Way back in the dim mists of time, when microkernels were hot, Linus was having flame wars with AT, and the HURD actually sounded like it might someday be usable, I worked on the IBM microkernel project writing filesystem benchmarks. The idea was to build OS/2 (!), AIX, and other OS personalities on top of Mach, as multiple user-space servers.
There were a lot of things wrong with the implementation (getpid() required a trip through Mach to an OS server), but the one thing that was a continual problem was filesystem performance. At one point, reading a page off disk was CPU bound. The issue wasn’t context switches, really, which can themselves be made arbitrarily fast, but carrying pages of data along with the context switch. The original copy-on-write turned out to be a pessimization—a very-well-written memcpy took a little less time to copy a page than the vm system took to set up the page share and copy-on-write. Then, if you eventually had to copy the page….
I never figured out what was going on with the virtual memory system, but I’ve seen the same issue over and over. The MkLinux paper at the (1st and only, AFAIK) FSF conference is one of my favorite performance papers ever. The table showing performance comparisons looks good, as long as you didn’t notice that the top third was dhrystones; MkLinux didn’t actually slow the processor down. The Scout OS, a good research uK OS reported excellent performance, but didn’t separate user-space processes into different memory domains. The numbers reported by the security-enhanced follow-on, whose name I can’t remember but which did use multiple memory domains, was much worse. If you read between the lines of that paper comparing it to Linux, it would still have been a small multiple slower than Linux if it only used 2 protection domains instead of 3 for filesystem accesses.

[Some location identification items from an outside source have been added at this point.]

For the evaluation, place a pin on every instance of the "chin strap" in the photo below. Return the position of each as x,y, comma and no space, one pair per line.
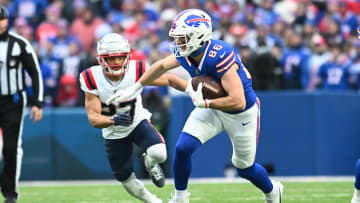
197,52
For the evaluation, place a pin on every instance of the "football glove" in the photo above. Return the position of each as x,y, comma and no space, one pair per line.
126,94
197,96
122,119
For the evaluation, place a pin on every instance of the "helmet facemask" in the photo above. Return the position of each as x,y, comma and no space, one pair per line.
115,49
116,69
190,29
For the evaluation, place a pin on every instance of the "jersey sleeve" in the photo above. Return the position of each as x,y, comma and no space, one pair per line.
87,82
224,61
141,68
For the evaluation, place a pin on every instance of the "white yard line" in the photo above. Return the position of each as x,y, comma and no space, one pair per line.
192,181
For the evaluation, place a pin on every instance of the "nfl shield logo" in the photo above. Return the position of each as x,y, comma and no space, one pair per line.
12,62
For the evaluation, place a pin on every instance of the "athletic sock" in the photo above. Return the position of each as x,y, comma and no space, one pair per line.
185,146
258,176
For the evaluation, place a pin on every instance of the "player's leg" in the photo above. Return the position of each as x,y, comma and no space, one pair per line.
153,145
119,154
244,136
12,123
356,196
201,126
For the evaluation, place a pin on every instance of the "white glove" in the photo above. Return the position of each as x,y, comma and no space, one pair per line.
197,96
126,94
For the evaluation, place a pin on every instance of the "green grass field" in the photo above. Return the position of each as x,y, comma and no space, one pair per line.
294,192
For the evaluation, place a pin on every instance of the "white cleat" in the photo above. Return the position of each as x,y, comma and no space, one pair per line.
355,199
155,172
180,199
154,199
275,196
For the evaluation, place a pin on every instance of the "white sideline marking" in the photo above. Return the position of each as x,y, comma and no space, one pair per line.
192,181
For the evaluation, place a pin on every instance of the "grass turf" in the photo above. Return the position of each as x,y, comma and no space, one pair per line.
294,192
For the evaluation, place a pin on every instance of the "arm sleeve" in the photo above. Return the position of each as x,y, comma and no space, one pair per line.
86,85
31,64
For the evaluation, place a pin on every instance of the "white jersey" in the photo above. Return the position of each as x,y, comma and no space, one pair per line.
94,81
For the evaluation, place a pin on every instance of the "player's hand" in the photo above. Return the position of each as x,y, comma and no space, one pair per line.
197,96
36,114
126,94
122,119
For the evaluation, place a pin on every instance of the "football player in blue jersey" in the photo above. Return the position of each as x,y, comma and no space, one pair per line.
237,113
356,197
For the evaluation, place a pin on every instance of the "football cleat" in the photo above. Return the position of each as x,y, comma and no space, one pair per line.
154,199
355,199
10,200
276,194
180,199
155,172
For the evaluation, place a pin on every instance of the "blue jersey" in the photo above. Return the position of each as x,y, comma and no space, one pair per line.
219,56
334,76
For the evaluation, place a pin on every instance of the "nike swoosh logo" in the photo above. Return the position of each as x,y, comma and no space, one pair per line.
222,55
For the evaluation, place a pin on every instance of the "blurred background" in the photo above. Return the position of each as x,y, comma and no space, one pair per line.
304,57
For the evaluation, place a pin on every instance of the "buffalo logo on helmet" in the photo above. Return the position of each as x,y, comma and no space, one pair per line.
194,21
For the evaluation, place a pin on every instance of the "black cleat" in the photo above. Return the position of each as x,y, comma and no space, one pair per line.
10,200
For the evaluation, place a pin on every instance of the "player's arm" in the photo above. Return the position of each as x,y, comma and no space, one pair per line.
154,72
157,69
93,110
170,80
232,84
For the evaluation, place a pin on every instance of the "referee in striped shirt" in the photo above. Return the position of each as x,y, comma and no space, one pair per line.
16,56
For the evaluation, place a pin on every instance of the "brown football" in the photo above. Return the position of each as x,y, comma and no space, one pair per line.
212,87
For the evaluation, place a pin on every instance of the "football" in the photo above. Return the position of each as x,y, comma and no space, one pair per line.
212,87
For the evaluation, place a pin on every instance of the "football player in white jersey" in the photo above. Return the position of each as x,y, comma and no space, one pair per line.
124,122
238,113
356,196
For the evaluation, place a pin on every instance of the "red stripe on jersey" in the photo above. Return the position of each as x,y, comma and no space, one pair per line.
258,122
227,66
144,68
225,60
92,78
86,81
137,71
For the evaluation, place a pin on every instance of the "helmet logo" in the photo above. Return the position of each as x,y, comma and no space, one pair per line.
194,21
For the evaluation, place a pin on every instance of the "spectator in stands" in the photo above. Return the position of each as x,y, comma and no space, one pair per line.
318,57
334,74
68,91
48,29
84,26
294,63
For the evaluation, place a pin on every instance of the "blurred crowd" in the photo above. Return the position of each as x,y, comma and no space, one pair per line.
288,44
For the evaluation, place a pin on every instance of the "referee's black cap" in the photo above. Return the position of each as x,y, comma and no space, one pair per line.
3,13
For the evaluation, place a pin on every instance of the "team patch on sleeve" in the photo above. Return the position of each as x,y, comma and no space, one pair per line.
140,69
226,63
89,79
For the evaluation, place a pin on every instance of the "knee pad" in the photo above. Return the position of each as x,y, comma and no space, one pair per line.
241,164
133,186
123,174
245,172
186,144
157,153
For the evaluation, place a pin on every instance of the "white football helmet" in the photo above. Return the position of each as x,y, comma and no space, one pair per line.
111,45
190,29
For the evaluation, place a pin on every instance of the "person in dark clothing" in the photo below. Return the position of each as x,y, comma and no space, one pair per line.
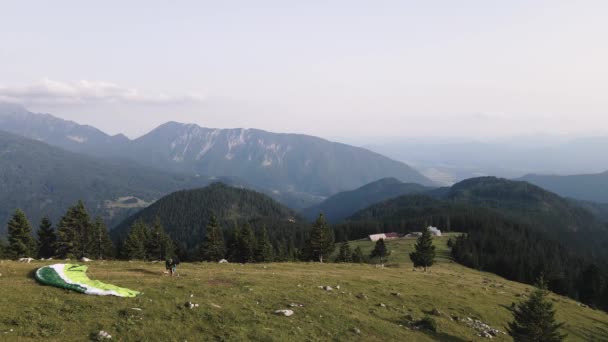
171,265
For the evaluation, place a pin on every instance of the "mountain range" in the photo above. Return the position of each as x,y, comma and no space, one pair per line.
309,167
44,180
587,187
341,205
185,215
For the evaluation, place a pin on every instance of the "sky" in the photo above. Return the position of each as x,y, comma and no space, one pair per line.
351,69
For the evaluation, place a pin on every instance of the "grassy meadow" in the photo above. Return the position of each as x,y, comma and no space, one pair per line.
237,302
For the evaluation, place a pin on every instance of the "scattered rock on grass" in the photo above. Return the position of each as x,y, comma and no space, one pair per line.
191,305
102,335
285,313
361,296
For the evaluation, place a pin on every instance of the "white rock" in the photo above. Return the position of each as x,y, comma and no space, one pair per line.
286,313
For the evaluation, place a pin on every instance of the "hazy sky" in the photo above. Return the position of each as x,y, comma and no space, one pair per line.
330,68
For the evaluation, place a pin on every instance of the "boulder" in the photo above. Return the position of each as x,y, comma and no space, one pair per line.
285,313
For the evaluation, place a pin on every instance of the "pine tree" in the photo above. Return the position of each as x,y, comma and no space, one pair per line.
534,319
321,243
358,256
345,254
263,249
134,247
246,245
159,245
213,248
99,244
20,241
379,251
72,233
424,256
47,239
2,249
233,244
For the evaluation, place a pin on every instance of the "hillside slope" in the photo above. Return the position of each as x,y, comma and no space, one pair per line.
185,214
342,205
45,180
237,303
590,187
298,164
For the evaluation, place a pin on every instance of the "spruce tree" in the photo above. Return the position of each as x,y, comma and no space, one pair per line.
72,232
424,256
534,318
345,254
321,242
47,239
233,244
100,245
213,248
134,247
2,249
20,241
358,256
159,245
246,245
263,249
379,251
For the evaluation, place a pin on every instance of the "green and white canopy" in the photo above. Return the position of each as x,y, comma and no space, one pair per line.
73,277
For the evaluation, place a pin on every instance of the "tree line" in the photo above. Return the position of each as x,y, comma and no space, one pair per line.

I’m as big a fan of user-level filesystems as anyone. They provide a neat and protected way of doing things that would otherwise not be as clean. On the other hand, to say “user space advantages far outweigh kernel space advantages” as a general rule is a pretty thoroughly blinkered view, too.
Oh, and if you want the references to the MkLinux, Scout, and whatever-that-other-one-was papers, I’ll try to round them up.